Kaan sözü devraldı. "Hayır Yagıçım tüm suç benim. Ben de kaçırılabilirdim ama itler beni kaçırmak yerine seni ve Nazoyu kaçırdı."
Kaan'ın Nazo demesi gözyaşları içindeki beni ve odadaki herkesi güldürürken Yavuz sözlerine devam etti. "Otursanıza."
Babama yakalanmadan buradan çıkmamız gerektiği için hızlıca söze girdim. "Bizim gitmemiz la-"
Sözüm odanın kapısının açılmasıyla yarıda kesilirken içeri girenin babam olduğunu gördüm. Tüm heybetiyle içeri giren babam beni bile korkuturken sinirli babamın yanına adımladım.
"Odana yürü Nazelif!" Babamın sert sesi beni dondururken tatsızlık çıkmasın diye yürümeye başladım. Tam o an babam yine konuştu. "Seninle sonra görüşeceğiz üsteğmen!"
Babama hayretle bakarken Yavuz'un sesini işittim. Gözlerim Yavuz'u bulurken çenesini kastığını fark ettim. Buna rağmen sakince söze girmişti. "Hayhay."
Hâkim Bakış Açısı
Nazelif, Ada ve Tahsin Albayın odadan çıkmasıyla ağzı açık kalmış Kaan söze girdi. "O neydi lan?"
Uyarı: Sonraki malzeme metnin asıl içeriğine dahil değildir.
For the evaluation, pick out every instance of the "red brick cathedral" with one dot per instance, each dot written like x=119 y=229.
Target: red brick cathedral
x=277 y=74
"Neyin siniri tam olarak bu?" dedi Tuna da şaşkınlığını gizleyemeden.
"Bu nasıl bir üslup." dedi Selim de bu duruma fazlasıyla sinirlenmişken.
"Daha bu ne ki!" dedi Yavuz sinirini bastırmaya çalışırken.
"Abi şöyle düşün..." diyen Kaan, Yavuz'un yanı başındaki sandalyeye otururken devam etti. "Kayınbaba ya, ondan öyle."
"S*ktir et böyle kayınbaba mı olur?" diyen Tuna hızlıca devam etti. "Adam kızının önüne atlamış, dediğine bak."
"Herkes senin baban gibi değil abi." dedi Selim.
"Yagıçı git döv de bana, senin için döverim." diyen Kaan ciddi ciddi Yavuz'dan onay beklerken Tuna söze girdi. "Tabancanı ve kimliğini bırak da öyle git."
Tabancasını çıkarmaya çalışan Kaan askerlikten atılmayı anlamamışken Selim söze girdi. "Abi ne yapıyorsun, atılmayı göze mi aldın?"
Tabancasını geri yerine koyan Kaan jetonunun geç düşmesine bozulurken tekrar Yavuz'a döndü. "Sen ne dersen o Yagıçım."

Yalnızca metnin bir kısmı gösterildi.